By using a 22PF capacitor as the coupling capacitor 107, a 7-turn coil with a diameter of 3 mm as the coupling coil 110, and a 2.2KΩ resistor 111, the gain in the UHF band (470 to 770MHz) can be improved by 3 to 4 dB. was completed.

In particular, the improvement effect was large when coupling by high impedance.

Although the above embodiments have been described for the VHF/UHF band, the present invention can also be applied to the VHF/UHF band.
This can be implemented for an amplifier circuit for two or more bands with a large difference in frequency.

Effects of the Invention As described above, according to the present invention, a series resonant circuit is configured for a low frequency band (such as the VHF band), and a chiyoke coil is configured for a high frequency band (such as the UHF band). By inserting and connecting a series circuit of inductance and capacitance that are set to work, it is possible to simultaneously improve the gain in the high frequency band without losing the gain in the low frequency band. It is something.

[Brief explanation of drawings]

FIG. 1 is a circuit diagram showing a high frequency amplification device according to an embodiment of the present invention, and FIG. 2 is a circuit diagram of a conventional high frequency amplification device. 101,102...High frequency amplifier, 103,1
04...Switching diode, 105,10
6...Chiyoke coil, 107...Coupling capacitance, 1
10...Coupling coil, 111...Coupling resistance.

Claims (1)

[Claims] 1 From the drain (or collector) of each FET (or bipolar) transistor that amplifies two systems of signals with different frequency bands, the low frequency band signal is connected to the power supply terminal via a switching diode and a choke coil.
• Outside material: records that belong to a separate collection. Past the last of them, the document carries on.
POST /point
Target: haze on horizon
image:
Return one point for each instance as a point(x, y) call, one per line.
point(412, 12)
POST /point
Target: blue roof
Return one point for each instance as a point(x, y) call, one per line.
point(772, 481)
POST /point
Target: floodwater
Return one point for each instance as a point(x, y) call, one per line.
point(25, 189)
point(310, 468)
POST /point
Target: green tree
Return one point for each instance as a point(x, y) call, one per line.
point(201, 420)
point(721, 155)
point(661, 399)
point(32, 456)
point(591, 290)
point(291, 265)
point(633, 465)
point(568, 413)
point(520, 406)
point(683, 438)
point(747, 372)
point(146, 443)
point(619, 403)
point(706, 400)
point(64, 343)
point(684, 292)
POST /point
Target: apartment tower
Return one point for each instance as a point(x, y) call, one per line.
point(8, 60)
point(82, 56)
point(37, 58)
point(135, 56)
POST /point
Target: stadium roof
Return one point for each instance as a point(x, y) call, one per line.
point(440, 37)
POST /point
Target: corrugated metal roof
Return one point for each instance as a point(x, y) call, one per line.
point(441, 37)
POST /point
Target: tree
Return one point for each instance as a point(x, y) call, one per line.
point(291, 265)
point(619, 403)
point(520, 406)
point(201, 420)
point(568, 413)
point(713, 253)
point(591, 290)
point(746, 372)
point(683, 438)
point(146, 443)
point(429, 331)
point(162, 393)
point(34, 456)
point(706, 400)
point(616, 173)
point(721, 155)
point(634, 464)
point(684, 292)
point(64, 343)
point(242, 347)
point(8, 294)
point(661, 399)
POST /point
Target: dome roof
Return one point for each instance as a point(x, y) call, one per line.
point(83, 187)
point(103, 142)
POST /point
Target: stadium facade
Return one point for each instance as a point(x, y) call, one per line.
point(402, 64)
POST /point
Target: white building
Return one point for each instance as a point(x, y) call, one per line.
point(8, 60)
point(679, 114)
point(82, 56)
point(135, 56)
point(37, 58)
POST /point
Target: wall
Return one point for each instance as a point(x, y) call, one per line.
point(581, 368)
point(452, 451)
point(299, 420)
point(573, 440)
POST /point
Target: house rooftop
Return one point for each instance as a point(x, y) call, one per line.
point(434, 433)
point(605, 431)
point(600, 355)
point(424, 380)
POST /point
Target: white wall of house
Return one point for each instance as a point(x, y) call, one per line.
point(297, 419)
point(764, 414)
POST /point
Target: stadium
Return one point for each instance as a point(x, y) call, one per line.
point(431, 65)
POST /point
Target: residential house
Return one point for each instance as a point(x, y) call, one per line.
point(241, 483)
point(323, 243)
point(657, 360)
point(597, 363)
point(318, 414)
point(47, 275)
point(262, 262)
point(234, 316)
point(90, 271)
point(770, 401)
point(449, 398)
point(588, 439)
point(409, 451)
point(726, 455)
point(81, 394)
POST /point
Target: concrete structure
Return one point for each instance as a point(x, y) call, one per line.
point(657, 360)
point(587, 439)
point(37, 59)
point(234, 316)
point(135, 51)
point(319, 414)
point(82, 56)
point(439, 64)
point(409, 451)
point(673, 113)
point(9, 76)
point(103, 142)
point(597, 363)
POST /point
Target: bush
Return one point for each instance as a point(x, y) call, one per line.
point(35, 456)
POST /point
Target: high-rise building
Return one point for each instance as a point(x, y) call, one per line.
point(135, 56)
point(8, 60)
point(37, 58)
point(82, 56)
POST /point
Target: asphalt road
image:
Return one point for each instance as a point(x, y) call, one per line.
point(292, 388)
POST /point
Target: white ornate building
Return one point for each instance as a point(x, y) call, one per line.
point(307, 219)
The signal in the high frequency band is connected to the power supply terminal via the switching diode, the coupling coil, and the coupling coil, and the intersection of the switching diode and the coupling coil in the signal path in the low frequency band is connected to the coupling capacitor or coupling capacitor. and a resistor to the intersection of the high-frequency signal path's high-frequency signal path and the coupling coil, and the output signal is taken out from the intersection of the high-frequency signal path's switching diode and the coupling coil, and
A high frequency amplification device characterized in that the resonance frequency of the series resonant circuit constituted by the coupling coil and the coupling capacitance is selected within a low frequency band.